Fitch flags constraints to telco competition
By Denise A. Valdez
Reporter
THE IMPENDING ADDITION to the Philippines’ list of major telecommunications service providers notwithstanding, the new entrant faces systemic constraints to full-blown competition, Fitch Ratings said in a Nov. 7 note e-mailed to journalists on Thursday.
The credit rater said the provisional winner of the government auction for the Philippines’ third major telco — Mislatel Consortium, composed of China Telecommunications Corp., Dennis A. Uy’s Udenna Corp. and its subsidiary Chelsea Logistics Holdings Corp. — faces industry barriers that will make the task of challenging incumbents PLDT, Inc. and Globe Telecom, Inc. a tall order.

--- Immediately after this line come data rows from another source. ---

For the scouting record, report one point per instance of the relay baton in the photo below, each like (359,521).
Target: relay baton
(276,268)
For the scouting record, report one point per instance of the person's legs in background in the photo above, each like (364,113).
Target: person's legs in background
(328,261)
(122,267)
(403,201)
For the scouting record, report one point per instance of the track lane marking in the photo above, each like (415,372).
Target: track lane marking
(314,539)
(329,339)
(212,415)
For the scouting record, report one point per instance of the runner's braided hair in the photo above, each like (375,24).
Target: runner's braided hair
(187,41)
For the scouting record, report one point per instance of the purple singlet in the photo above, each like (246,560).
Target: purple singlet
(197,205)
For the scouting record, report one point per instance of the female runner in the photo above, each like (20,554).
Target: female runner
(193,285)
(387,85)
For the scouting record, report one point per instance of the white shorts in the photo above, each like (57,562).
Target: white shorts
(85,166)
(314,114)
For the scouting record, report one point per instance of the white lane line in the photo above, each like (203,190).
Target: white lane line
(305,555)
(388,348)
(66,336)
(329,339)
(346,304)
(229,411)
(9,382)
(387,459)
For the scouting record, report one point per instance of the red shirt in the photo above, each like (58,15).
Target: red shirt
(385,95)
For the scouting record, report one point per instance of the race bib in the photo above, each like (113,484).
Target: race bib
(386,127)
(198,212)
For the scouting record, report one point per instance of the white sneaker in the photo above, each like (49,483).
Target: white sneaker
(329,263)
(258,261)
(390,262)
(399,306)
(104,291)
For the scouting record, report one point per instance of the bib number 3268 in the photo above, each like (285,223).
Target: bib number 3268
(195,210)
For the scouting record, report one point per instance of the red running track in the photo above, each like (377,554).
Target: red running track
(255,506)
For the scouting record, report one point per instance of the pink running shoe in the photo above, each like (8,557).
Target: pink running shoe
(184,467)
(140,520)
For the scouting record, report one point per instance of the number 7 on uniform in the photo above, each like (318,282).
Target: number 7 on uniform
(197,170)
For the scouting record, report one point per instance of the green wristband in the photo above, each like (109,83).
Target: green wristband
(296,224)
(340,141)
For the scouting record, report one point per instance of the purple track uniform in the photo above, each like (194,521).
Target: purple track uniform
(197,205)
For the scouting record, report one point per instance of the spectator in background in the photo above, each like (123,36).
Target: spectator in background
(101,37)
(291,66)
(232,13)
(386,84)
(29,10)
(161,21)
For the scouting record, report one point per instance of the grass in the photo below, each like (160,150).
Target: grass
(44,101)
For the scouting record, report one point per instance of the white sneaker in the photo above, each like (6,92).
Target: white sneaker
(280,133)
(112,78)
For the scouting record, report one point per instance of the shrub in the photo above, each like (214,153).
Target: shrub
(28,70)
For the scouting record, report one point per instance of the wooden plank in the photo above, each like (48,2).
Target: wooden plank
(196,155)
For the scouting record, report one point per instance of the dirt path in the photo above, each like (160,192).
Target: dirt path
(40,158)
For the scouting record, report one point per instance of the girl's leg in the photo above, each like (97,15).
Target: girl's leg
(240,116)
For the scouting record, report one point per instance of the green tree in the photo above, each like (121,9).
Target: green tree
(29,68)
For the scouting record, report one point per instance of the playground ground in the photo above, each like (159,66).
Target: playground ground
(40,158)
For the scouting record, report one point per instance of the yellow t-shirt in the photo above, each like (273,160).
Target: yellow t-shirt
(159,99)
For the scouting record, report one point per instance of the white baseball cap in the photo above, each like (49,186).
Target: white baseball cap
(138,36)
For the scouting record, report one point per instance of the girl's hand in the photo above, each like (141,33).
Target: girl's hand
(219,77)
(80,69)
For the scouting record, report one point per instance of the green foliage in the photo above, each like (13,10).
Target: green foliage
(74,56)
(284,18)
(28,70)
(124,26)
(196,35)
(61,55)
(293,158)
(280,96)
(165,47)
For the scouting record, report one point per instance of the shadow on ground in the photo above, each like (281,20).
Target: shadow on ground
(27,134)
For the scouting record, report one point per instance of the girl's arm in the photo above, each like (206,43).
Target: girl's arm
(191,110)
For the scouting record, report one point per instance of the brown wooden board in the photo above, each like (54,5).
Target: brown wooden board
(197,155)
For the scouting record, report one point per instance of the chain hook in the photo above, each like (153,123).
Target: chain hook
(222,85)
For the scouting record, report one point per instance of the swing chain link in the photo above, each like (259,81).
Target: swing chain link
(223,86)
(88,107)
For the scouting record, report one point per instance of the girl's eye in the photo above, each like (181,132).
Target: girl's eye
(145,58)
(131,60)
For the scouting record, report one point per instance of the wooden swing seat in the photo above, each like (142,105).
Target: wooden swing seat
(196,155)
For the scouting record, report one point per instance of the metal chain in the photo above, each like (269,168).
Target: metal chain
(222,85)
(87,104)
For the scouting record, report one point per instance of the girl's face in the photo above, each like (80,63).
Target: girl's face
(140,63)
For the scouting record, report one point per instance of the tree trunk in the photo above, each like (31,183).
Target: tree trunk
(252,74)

Fitch said it expects the third telco to “initially… compete aggressively on price as it strives to grab market share in an already highly saturated mobile market” and its challenge “to temper revenue growth and raise the capex pressure on PLDT, Inc. and Globe Telecom, Inc.”
PLDT Chairman Manuel V. Pangilinan said in a briefing on Thursday that the company is likely to maintain capital expenditures at P58-60 billion for 2019, while Ma. Yolanda C. Crisanto, Globe senior vice-president for Corporate Communications, said in a mobile phone message also yesterday that capex will keep close to spending in the last two years. PLDT has kept capex guidance at P58 billion this year, while that of Globe of $950 million.
Hastings Holdings, Inc., a unit of PLDT Beneficial Trust Fund subsidiary MediaQuest Holdings, Inc., has a majority stake in BusinessWorld through the Philippine Star Group, which it controls.
“The severity of the threat from a new entrant is unclear at this stage,” the debt watcher said, adding that “government intervention may be needed to accelerate industry reforms to raise competition.”
Such intervention includes mandating infrastructure and tower sharing, spectrum redistribution as well as removal or reduction of the 40% foreign ownership cap on public utilities.
“Even after setting aside spectrum frequencies to the new telco, the incumbents still possess a majority of the rights across a range of spectrum frequencies…” Fitch noted, adding that this limitation may push the third major telco to invest more in cost-effective long-term evolution (LTE) technologies to accelerate network rollout.
The debt watcher noted, however, that incumbents PLDT and Globe have already had a headstart even in the LTE space.
Globe said last week it is close to achieving 95% nationwide coverage for its LTE rollout, while PLDT said its LTE base stations not total some 14,300.
Overall, Fitch — which has a “BBB” credit rating for PLDT, or a notch above minimum investment grade, and “BBB-” for Globe, or minimum investment grade, both with “stable” outlook (meaning debt ratings are likely to be sustained over the next 12-18 months) — said it has a negative sector outlook on the Philippine telecommunications market due to intensifying competition and rising debt.